Insurance, Card, Mortgage Operations Spent $493M On Anti-Fraud

Insurers, mortgage lenders, and the credit card industry spent $493 million worldwide on anti-fraud technology last year, according to a survey by Meridien Research Inc.

The Needham, Mass.-based company found that consumer fraud worldwide in those industries amounted to $152 billion in 1996.

This is the first time such figures are available from Meridien. The findings are based on interviews with an unspecified number of financial services companies and technology providers.

Banking technology consultants said they were surprised that fraud losses were so high, but the insurance industry absorbed 80% of them.

Health insurers alone absorbed more than half, and spent about $88.7 million on anti-fraud technology. Meriden said insurers are expected to spend aggressively in on such technology over the next five years.
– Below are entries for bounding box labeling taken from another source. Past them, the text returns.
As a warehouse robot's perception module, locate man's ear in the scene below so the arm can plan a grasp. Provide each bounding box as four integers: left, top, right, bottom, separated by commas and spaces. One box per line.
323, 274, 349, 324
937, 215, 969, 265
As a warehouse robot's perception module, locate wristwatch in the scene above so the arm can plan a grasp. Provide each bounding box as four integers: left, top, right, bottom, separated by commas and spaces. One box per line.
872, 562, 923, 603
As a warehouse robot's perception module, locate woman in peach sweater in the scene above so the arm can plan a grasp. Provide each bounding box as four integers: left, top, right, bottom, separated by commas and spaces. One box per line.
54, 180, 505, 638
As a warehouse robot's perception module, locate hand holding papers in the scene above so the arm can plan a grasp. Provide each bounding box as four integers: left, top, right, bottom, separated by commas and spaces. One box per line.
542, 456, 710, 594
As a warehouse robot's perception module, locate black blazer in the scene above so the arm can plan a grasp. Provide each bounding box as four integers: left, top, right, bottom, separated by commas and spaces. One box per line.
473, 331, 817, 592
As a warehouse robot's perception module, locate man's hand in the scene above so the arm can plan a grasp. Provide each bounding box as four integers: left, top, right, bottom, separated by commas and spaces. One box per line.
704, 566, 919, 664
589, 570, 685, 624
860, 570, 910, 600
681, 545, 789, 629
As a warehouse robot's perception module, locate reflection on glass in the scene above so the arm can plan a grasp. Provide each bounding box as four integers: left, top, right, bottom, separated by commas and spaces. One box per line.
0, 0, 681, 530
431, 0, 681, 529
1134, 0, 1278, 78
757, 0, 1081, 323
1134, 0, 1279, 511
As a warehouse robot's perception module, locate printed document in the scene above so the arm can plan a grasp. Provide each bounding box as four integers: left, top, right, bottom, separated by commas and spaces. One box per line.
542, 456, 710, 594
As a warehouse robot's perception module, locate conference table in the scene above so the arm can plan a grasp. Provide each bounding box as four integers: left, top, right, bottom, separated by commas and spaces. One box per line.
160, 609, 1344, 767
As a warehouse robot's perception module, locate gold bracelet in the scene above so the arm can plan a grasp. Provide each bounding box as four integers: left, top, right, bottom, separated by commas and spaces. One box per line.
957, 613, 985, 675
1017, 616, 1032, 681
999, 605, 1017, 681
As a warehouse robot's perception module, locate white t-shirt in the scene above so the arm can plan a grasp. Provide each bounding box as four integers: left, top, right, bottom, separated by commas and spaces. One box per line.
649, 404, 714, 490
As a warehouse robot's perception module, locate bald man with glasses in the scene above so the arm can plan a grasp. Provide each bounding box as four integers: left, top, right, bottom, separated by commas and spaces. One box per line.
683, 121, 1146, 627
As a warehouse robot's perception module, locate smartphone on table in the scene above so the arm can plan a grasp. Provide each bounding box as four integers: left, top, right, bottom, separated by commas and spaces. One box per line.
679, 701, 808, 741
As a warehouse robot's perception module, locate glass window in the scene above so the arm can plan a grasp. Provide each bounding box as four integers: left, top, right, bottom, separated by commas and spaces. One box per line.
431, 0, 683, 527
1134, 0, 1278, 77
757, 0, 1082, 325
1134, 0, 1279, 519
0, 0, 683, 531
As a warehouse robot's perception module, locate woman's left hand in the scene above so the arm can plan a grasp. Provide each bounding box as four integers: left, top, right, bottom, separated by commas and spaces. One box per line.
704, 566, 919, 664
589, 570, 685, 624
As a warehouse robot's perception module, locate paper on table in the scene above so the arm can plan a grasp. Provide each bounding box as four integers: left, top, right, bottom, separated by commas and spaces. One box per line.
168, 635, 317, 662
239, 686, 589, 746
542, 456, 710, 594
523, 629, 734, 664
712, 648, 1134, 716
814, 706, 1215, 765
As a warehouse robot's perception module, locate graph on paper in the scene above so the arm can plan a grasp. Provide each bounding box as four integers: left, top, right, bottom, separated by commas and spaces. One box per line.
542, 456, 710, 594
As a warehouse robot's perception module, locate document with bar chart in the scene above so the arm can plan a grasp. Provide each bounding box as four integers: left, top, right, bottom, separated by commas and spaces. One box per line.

The data from credit card issuers and processors suggest their efforts are effective, and indeed may be overkill. They spent $162.7 million - about one-third of survey's total-and suffered only about 1% of the losses.

Mortgage lenders spent about $29.6 million.

The Meridien report shows that fraud prevention usually involves analyzing customer data, investigating the involvement of third parties in transactions, verifying identities, and checking for duplicate transactions.

Barbara Smiley, director of research at Meridien and author of the report, said, "Advances in data mining and artificial intelligence applications are having a dramatic impact on this field."

She added that the financial services industry is quickly improving its ability to predict fraud and assess risk, which are two of the most important countermeasures to fraud.